1. The effects of graded intravenous infusions of sodium nitroprusside on resting blood pressure and heart rate and on the reflex changes in these variables evoked by a standardized Valsalva manoeuvre were studied in six normal subjects. The effects of nitroprusside on the above variables were also studied after pre-treatment with captopril, to allow assessment of the role of angiotensin II.
2. Nitroprusside given in doses ranging from 7.5 to 150 μg/min elicited dose-related decreases in resting blood pressure and rise in heart rate and in plasma renin activity (PRA). After pretreatment with captopril, nitroprusside could not be given at doses above 60 μg/min without producing an unacceptable fall in blood pressure. The rise in heart rate in response to a given dose of nitroprusside was little altered after captopril.
3. Blood pressure and heart rate were studied during the last 10 s of the Valsalva manoeuvre. Before captopril the normal response (maintenance of blood pressure with tachycardia) was not altered by any dose of nitroprusside. Captopril alone also had no effect on the response but, with captopril plus high dose nitroprusside, mean arterial pressure during the manoeuvre decreased significantly, indicating impairment of reflex constrictor response.
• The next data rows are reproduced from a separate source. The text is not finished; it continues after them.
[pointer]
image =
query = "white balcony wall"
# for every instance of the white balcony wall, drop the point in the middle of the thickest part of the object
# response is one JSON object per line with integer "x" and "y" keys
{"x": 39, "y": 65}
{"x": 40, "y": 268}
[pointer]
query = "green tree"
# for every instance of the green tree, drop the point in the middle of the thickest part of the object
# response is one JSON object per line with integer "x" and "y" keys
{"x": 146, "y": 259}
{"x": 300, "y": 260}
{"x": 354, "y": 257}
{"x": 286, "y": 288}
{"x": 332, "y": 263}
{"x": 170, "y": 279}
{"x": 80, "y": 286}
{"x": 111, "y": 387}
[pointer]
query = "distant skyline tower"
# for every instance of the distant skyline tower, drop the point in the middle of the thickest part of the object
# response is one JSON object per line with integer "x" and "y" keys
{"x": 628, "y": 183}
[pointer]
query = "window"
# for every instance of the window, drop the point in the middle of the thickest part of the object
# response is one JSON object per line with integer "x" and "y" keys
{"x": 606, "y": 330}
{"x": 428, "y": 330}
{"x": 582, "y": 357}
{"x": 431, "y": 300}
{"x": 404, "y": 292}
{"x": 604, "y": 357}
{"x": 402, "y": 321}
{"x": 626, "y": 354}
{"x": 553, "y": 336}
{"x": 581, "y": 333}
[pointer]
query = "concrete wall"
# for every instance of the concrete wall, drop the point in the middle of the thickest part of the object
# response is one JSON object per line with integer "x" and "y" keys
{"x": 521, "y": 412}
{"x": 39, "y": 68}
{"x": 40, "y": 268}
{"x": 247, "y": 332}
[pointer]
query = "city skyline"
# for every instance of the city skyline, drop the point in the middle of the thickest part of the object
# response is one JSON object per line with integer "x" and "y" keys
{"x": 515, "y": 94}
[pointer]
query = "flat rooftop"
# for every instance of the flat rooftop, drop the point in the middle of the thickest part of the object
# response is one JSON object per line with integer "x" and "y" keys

4. These findings support the proposition that the angiotensin II response normally limits the fall in blood pressure during vasodilator therapy. We conclude that the greater fall in blood pressure and the impaired constrictor response to the Valsalva manoeuvre during nitroprusside infusion at moderate doses, in the presence of captopril, is due to the effect of the latter on the renin—angiotensin system.
5. A practical consequence of the present findings is that combined use of captopril and arterial vasodilators requires reduction in the dose of the latter drug. Awareness of this interaction may avert hypotension and could also allow nitroprusside infusion for longer periods without toxicity.